James Kobielus, senior research director for communications and data management at TDWI, a data analytics consultancy, said the deal “certainly helps Microsoft position itself in the game, but it’s only ‘a small piece, and not necessarily the core, of what is commonly referred to as the metaverse.
Kobielus said he was struck that there was no specific link between virtual reality, augmented reality, digital twin or mobile commerce with the acquisition, “so it’s not at all clear that the metaverse is the right frame of reference to assess its importance”.
The potential future of the Metaverse depends on Microsoft’s final destination, Kobielus said. “It could be worth it the same way the cloud was worth it when Satya Nadella took over from the Gates/Ballmer era of Microsoft,” he said. “Look at how transformative the cloud has been for Microsoft over the past 10 years. Perhaps the metaverse – however defined – will propel Microsoft to the top of the cloud vis-à-vis AWS, which does not has yet to establish a clear vision or portfolio in this metaverse arena.
At Intersect360 Research, CEO Addison Snell said that by adding Activision Blizzard, Microsoft – which was already one of the top hyperscale companies and a leading presence in AI and online gaming – “allows the company to develop both with virtual universes, [which are now being called] the metaverse.
Dan Olds, director of research at Intersect360 Research, explained the deal, pointing out that Microsoft was able to buy Activision Blizzard “on the cheap” after a serious sexual harassment scandal took much of the share price’s value. shares.
Overall, the acquisition is good for Microsoft, Olds said.
“I think there will always be a lot of money in entertainment and the entertainment that matters these days is all digital and virtual,” he said. “Microsoft has already carved out a strong position in games and cloud gaming. They have Azure and have shown they know how to build and manage a cloud. The purchase of Activision is an extension of the strategy to find more ways to profitably build their online ecosystem. And that can be seen as an on-ramp to the metaverse for them, but we’ve yet to see the killer app for the metaverse. If the application killer emerges, so there will be something to say about the metaverse, until then, it’s all about games.
Companies, however, should be cautious about the Metaverse at this point, Olds said. “Right now, I don’t think companies should be collapsing in on themselves by embracing the metaverse,” he said. “I would watch it, but I would let other companies spend the money and bear the pain that inevitably comes with being an early adopter – or too early an adopter.”

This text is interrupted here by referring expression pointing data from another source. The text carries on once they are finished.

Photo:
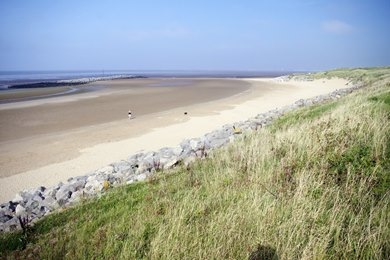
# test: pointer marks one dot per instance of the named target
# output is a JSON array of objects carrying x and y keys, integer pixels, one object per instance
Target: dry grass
[{"x": 313, "y": 186}]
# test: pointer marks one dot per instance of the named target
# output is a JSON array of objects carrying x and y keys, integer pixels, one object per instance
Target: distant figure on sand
[{"x": 129, "y": 114}]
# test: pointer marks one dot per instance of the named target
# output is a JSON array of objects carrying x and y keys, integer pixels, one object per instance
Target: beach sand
[{"x": 47, "y": 141}]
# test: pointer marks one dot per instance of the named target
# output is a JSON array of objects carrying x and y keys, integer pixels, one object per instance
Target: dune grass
[{"x": 314, "y": 184}]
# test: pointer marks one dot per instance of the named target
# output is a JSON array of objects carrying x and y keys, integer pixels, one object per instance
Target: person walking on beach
[{"x": 129, "y": 114}]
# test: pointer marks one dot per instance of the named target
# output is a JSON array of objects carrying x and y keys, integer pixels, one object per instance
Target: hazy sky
[{"x": 188, "y": 35}]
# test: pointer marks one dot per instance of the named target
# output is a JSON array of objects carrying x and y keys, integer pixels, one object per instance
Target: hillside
[{"x": 313, "y": 184}]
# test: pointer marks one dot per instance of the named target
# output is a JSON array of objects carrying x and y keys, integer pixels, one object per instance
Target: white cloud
[{"x": 336, "y": 26}]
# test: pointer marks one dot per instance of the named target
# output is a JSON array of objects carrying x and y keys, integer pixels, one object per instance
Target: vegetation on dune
[{"x": 314, "y": 184}]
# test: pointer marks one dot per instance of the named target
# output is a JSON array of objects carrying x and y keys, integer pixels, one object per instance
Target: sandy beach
[{"x": 45, "y": 141}]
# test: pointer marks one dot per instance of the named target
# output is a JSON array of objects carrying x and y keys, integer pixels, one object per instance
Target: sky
[{"x": 262, "y": 35}]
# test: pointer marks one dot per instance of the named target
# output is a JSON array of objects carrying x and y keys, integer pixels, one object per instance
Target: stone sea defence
[
  {"x": 70, "y": 82},
  {"x": 31, "y": 205}
]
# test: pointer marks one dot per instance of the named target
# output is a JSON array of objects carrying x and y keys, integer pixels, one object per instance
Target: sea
[{"x": 10, "y": 78}]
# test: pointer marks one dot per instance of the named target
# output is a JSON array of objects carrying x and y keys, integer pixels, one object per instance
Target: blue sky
[{"x": 193, "y": 35}]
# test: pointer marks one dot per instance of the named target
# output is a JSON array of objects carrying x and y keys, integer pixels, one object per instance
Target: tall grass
[{"x": 312, "y": 185}]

Another analyst, Karl Freund, founder and principal analyst for machine learning, HPC and AI at Cambrian AI Research, said the deal with Activision Blizzard could help change that attitude, though. “Activision offers Microsoft a rich portfolio of environments ready to be extended to Metaverse worlds, putting it well ahead of Meta if Microsoft scales quickly,” Freund said. « Closing 2023 [date for this deal] seems late, however, so Meta’s Facebook has a window of opportunity. Nvidia offers digital twins to enterprises with Omniverse, [but that is] a different sphere.

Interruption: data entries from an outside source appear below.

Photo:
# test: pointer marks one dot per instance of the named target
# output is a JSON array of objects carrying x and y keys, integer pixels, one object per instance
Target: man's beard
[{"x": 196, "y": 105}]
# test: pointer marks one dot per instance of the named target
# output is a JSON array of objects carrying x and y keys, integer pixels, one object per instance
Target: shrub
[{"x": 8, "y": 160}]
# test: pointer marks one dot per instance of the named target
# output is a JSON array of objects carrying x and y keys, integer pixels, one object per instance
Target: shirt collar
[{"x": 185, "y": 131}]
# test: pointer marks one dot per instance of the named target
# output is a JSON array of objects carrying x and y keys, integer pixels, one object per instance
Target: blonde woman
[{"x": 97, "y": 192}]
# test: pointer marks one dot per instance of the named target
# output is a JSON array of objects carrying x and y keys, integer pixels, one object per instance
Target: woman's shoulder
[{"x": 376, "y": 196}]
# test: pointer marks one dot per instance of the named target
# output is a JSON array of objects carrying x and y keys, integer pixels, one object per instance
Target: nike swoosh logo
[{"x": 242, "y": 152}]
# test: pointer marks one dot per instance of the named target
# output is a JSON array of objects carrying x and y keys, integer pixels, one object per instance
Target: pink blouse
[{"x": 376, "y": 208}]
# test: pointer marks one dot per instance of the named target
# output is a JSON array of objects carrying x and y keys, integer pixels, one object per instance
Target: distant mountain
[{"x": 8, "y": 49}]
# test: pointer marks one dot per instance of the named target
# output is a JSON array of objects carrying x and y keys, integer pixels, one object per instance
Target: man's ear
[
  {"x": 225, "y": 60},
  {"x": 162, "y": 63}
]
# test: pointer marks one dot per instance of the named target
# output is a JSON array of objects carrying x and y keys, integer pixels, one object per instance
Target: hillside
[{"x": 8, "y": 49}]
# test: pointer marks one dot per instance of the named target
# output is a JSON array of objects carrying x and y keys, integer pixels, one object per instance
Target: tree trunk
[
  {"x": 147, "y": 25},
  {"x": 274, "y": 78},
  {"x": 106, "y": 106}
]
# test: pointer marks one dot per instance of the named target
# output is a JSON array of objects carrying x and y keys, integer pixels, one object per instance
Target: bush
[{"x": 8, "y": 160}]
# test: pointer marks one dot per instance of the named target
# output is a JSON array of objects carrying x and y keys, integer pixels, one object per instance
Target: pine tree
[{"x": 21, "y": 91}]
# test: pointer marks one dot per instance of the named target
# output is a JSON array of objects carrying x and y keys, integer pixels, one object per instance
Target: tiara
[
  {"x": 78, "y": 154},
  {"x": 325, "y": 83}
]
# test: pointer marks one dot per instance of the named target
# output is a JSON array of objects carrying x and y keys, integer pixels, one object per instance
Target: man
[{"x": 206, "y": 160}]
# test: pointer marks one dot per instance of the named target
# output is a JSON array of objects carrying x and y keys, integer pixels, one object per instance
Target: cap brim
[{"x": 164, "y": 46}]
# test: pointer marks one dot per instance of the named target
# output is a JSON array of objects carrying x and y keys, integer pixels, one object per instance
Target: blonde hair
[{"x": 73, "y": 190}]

As part of the agreement, Activision Blizzard CEO Bobby Kotick will continue in this role until the deal closes, at which time the Activision Blizzard business will report to Phil Spencer, the CEO of Microsoft Gaming.
The $200 billion+ gaming industry is the largest and fastest growing form of entertainment, according to Microsoft. In 2021, the total number of video game releases increased by 64% compared to 2020 and 51% of gamers in the United States reported spending more than 7 hours per week playing on console, PC and mobile. About three billion people worldwide play games today, which is expected to rise to 4.5 billion by 2030, according to the company. More than 100 million players, including more than 25 million Xbox Game Pass members, play Xbox games on console, PC, mobile phones and tablets every month.